Hypothetical Outcomes

Imagining alternatives in complex data structures

Code, Recording

library(tidyverse)
library(ggdist)
library(ungeviz)
library(mgcv)
library(tidymodels)
library(gganimate)
theme_set(theme_bw())
  1. From our previous discussions, we now have a rich set of techniques for representing uncertainty for either discrete or continuous random values. But often, we hope to support inferences for more complex objects, like curves, compositions, or networks. How can we visualize uncertainty in these more richly structured objects?

  2. For example, in linear regression, it’s possible to visualize the uncertainty associated with the fit using a confidence band. The guarantee is that, across many random samples from the same population, the line will usually fall entirely within the band.

    supernova <- read_csv("https://raw.githubusercontent.com/krisrs1128/stat679_code/main/examples/week13/supernova.csv")
    intervals <- gam(Magnitude ~ E9, data = supernova) %>%
      confidence_band(newdata = supernova %>% select(E9))
    
    ggplot(intervals) +
      geom_point(data = supernova, aes(E9, Magnitude)) +
      geom_line(aes(E9, Magnitude)) +
      geom_ribbon(aes(E9, ymin = lo, ymax = hi), alpha = 0.2) +
      scale_x_continuous(expand = c(0, 0))
    

  3. Have you ever wondered why the band is shaped in the way that it is? The curvature comes from the fact that there is uncertainty in both the intercept and the slope for the fitted line. This is easy to understand by overlaying the regression lines obtained from several versions of the same dataset. Formally, we’ve applied the bootstrap to resample the original data, though we could have just as well drawn from the posterior distribution of a fitted bayesian linear regression.

    gam(Magnitude ~ E9, data = supernova) %>%
      sample_outcomes(newdata = supernova %>% select(E9), times = 150) %>%
      ggplot(aes(E9, Magnitude)) +
      geom_line(
        aes(group = .draw), 
        col = "#d3d3d3", alpha = 0.5, size = 0.6
      ) +
      geom_point(data = supernova) +
      scale_x_continuous(expand = c(0, 0))
    

  4. We can generalize this idea to nonlinear fits. For example, below, we are using multiple draws to represent the uncertainty of a smoothing spline regression between supernova Magnitude and another oen of the predictor variables. One nice aspect of showing multiple realizations is that it shows uncertainty in the “turns” of individual curves, which is not reflected in the confidence bands alone.

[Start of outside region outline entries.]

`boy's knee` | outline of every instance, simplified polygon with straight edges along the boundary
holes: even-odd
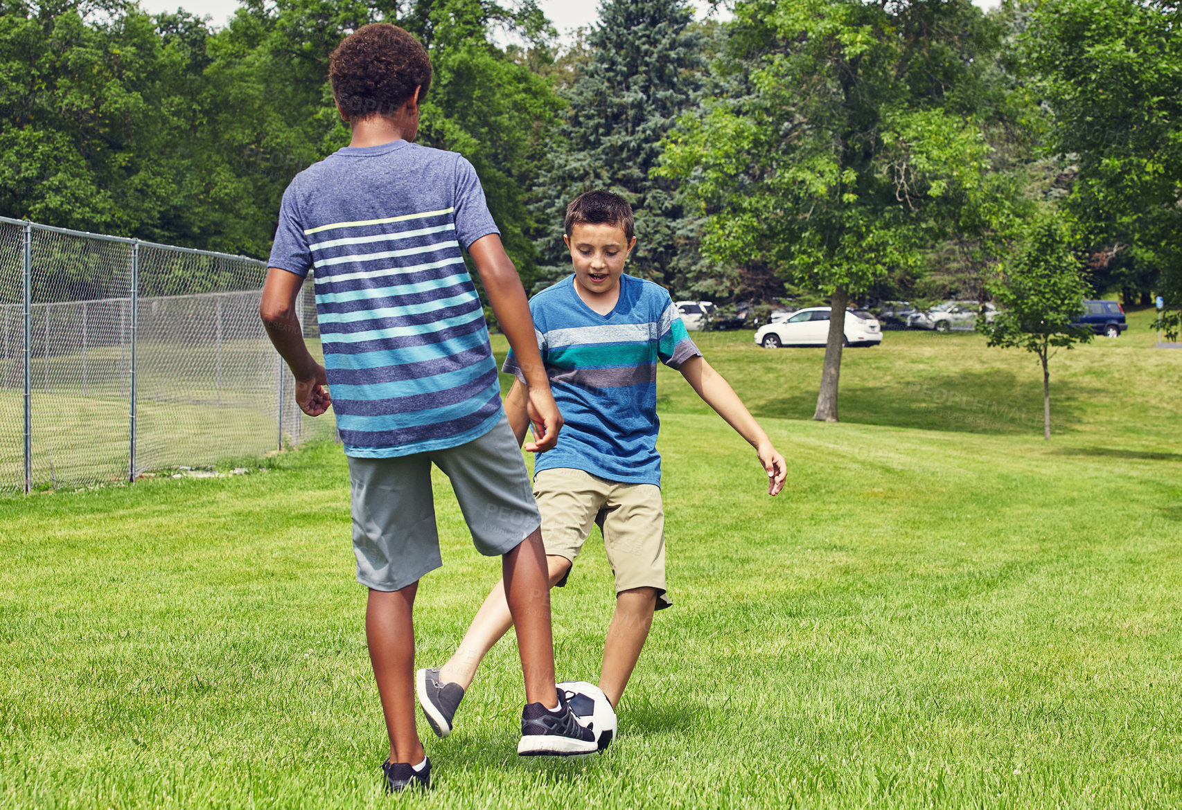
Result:
[[[660,588],[652,588],[645,586],[643,588],[629,588],[628,590],[621,590],[618,594],[616,594],[616,599],[618,600],[621,596],[625,596],[629,600],[638,600],[641,602],[652,602],[654,605],[656,605],[657,596],[660,595],[661,595]]]
[[[559,554],[547,554],[546,567],[550,569],[550,587],[553,588],[571,570],[571,561]]]

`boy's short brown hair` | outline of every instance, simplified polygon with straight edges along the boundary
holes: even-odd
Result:
[[[632,207],[618,194],[611,191],[586,191],[574,197],[566,207],[566,218],[563,233],[571,235],[571,228],[580,222],[589,224],[610,224],[624,229],[624,241],[632,241],[635,220]]]
[[[349,120],[372,115],[392,116],[415,87],[418,100],[431,84],[427,48],[407,31],[389,22],[364,25],[340,40],[329,57],[332,96]]]

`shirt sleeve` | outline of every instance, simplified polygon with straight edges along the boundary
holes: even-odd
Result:
[[[543,326],[539,320],[540,313],[534,308],[533,301],[530,301],[530,315],[533,318],[533,335],[538,339],[538,351],[541,352],[541,362],[546,364],[546,333],[543,331]],[[525,383],[525,374],[521,373],[521,367],[517,364],[517,358],[513,357],[513,350],[505,357],[505,365],[501,366],[501,371],[506,374],[513,374],[521,383]]]
[[[493,215],[488,213],[485,189],[480,185],[476,170],[463,157],[455,168],[455,235],[467,250],[481,236],[500,235]]]
[[[271,259],[267,267],[306,276],[312,269],[312,252],[304,235],[299,209],[296,202],[296,181],[284,191],[284,201],[279,205],[279,227],[275,228],[275,241],[271,246]]]
[[[669,293],[663,295],[664,312],[661,313],[658,324],[661,325],[661,342],[657,346],[657,357],[661,362],[670,368],[681,368],[681,365],[689,358],[702,357],[702,353],[689,339],[686,324],[681,320],[681,313],[673,305]]]

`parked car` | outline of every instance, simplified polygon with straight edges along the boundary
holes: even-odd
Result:
[[[883,328],[883,332],[886,332],[889,329],[908,328],[911,315],[918,313],[920,311],[913,307],[909,301],[885,301],[878,307],[878,313],[875,316],[878,319],[878,325]]]
[[[674,301],[687,329],[704,329],[706,321],[714,312],[713,301]]]
[[[1119,338],[1129,328],[1124,320],[1124,307],[1116,301],[1084,301],[1083,313],[1072,326],[1089,326],[1096,334]]]
[[[755,329],[755,344],[764,348],[824,346],[829,340],[829,307],[800,309],[787,320]],[[845,312],[846,346],[877,346],[882,340],[882,328],[873,315]]]
[[[993,321],[996,311],[992,303],[985,305],[986,322]],[[927,312],[916,312],[910,315],[908,326],[913,329],[935,329],[936,332],[972,329],[976,326],[976,319],[980,314],[981,305],[975,301],[944,301]]]
[[[739,301],[727,307],[720,307],[715,311],[713,326],[720,331],[749,328],[754,326],[753,312],[756,306],[756,301]]]

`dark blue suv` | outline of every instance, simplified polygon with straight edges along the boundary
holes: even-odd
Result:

    outcomes <- gam(Magnitude ~ s(E3, sp = c(.2)), data = supernova) %>%
      sample_outcomes(newdata = supernova %>% select(E3), times = 150) %>%
      mutate(.draw = as.integer(.draw))
    
    ggplot(outcomes, aes(E3, Magnitude)) +
      geom_line(
        aes(group = .draw), 
        col = "#d3d3d3", alpha = 0.5, size = 0.6
      ) +
      geom_point(data = supernova) +
      scale_x_continuous(expand = c(0, 0))
    

  5. When we show multiple outcomes overlaid like this, our attention tends to focus on the area taken up by the multiple lines. In a true hypothetical outcome plot, we animate each outcome one at a time. This draws attention to the line-to-line uncertainty, rather than the area taken up by the ensemble. We can create a hypothetical outcome version of the plots above using the gganimate package. This extends ggplot to allow transitions across subsets of data.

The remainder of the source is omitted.